3.3 In vitro skin permeation study of compound D
The in vitro skin permeation study was carried out in a modified Franz-type diffusion cell using newborn pig skin as a partition membrane. The mean cumulative amount of compound D permeated from crude Z. cassumunar oil and Z. cassumunar blended patches were 38.55 ± 18.48% and 36.72 ± 11.29% after 24 h, respectively (Fig. 7). Although another publication reported that glycerine could enhance drug permeability [40] and [41], the Z. cassumunar blended patches contained only a small amount of glycerin as plasticizer which was unlikely to affect drug permeation. Moreover, compound D was only slightly detected in the receptor medium. Because of its structure, compound D exhibits less hydrophilicity than hydrophobicity [11], [13] and [15]. The in vitro skin permeation kinetics model of compound D provided a better fit to a first-order model than zero-order and Higuchi's model (Fig. 7).
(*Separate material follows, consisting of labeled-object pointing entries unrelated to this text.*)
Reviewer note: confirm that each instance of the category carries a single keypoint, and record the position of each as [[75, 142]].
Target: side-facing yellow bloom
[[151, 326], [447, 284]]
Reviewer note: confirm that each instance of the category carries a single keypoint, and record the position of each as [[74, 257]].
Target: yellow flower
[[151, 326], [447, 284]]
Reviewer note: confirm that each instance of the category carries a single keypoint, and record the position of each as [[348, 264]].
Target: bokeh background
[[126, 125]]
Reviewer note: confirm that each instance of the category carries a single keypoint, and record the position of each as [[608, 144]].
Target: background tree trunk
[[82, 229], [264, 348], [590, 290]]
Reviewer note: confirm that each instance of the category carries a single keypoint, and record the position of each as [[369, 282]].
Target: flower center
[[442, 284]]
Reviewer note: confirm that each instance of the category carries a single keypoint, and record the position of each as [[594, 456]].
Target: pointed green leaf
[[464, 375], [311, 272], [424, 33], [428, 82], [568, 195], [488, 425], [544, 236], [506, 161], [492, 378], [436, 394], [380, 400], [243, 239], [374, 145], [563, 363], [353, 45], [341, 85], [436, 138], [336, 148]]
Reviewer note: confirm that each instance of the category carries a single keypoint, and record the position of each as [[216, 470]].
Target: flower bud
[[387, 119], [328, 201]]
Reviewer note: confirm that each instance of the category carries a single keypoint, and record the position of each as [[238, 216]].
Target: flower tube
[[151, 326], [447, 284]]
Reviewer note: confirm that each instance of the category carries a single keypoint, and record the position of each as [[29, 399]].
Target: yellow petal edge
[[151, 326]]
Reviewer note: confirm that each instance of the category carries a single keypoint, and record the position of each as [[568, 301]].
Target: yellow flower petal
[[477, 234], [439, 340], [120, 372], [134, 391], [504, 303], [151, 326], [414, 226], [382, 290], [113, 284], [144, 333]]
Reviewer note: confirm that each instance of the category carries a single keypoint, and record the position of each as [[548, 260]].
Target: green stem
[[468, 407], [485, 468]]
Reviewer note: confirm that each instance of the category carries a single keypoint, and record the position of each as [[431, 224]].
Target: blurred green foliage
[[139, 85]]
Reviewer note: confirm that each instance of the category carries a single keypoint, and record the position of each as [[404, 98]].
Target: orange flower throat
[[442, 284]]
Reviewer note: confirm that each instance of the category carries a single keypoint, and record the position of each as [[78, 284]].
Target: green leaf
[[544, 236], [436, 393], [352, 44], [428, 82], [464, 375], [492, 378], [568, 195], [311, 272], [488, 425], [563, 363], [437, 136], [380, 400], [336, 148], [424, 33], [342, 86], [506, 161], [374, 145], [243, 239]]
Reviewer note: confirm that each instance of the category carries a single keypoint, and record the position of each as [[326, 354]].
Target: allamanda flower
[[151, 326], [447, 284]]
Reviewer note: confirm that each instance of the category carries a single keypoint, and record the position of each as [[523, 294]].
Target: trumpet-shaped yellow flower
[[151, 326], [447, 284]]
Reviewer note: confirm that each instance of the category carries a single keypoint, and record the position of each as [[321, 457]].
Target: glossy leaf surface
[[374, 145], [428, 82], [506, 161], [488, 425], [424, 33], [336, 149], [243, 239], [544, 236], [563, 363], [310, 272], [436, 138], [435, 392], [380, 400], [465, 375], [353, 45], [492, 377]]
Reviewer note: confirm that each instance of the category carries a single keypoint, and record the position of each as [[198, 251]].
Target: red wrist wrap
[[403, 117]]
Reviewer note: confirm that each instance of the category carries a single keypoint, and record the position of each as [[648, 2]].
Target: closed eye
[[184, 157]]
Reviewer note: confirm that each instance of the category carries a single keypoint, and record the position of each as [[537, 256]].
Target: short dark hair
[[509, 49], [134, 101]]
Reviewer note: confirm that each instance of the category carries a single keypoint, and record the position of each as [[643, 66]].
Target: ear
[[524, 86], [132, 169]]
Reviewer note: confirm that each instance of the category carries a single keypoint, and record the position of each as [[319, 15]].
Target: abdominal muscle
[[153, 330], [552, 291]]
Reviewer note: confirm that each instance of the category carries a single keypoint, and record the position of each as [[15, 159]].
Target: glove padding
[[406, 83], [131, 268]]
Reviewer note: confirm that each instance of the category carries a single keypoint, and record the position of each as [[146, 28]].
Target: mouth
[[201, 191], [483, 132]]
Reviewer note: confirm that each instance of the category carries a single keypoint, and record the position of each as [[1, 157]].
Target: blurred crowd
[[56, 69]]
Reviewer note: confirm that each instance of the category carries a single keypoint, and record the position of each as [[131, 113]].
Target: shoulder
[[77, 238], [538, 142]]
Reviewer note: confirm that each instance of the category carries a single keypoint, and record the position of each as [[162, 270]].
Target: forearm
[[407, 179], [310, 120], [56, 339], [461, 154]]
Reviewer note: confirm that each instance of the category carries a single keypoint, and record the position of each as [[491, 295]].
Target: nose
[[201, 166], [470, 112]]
Fig. 7. In vitro skin permeation of compound D content from crude Z. cassumunar oil and Z. cassumunar blended patches and in vitro skin permeation kinetics of zero order model (A), first order model (B), and Higuchi's model (C).
Thus, the newborn pig skins were removed from modified Franz-type diffusion cell apparatus. They were cut into small pieces and homogenized, and then were extracted in absolute ethanol. These solutions were analyzed for the remaining compound D content by HPLC method. They contained 60.54 ± 39.55% and 46.77 ± 17.93% compound D content in crude Z. cassumunar oil and Z. cassumunar blended patches, respectively. Thus, the compound D was highly accumulated in newborn pig skin layer minimum permeation into receptor medium. However, the underlying mechanisms for this effect was never reported and will be further studied.

4 Conclusion

In the current work prepared the Z. cassumunar blended patches made from chitosan and PVA polymer blends incorporating the crude Z. cassumunar oil. The surface and cross section were photographed for morphology study under SEM technique and the physicochemical properties evaluated by FTIR, DSC, XRD, moisture uptake, swelling ratio, erosion, and porosity. The results revealed compatible, homogeneous, smooth, and compact blended ingredients. The blended patches could absorb the moisture that resulted in swelling of blended patches. They were eroded which increased the number of porous channels homogenously to pass compound D from Z. cassumunar blended patches. The blended patches provided a controlled release and skin permeation of compound D when studied by modified Franz-type diffusion cell apparatus. Thus, the blended patches could be suitably used for herbal medicine application.


The authors reported no declaration of interests. The authors are thankful to the Faculty of Pharmacy and the Research Institute of Rangsit University (Grant No.74/2555) for financial supports.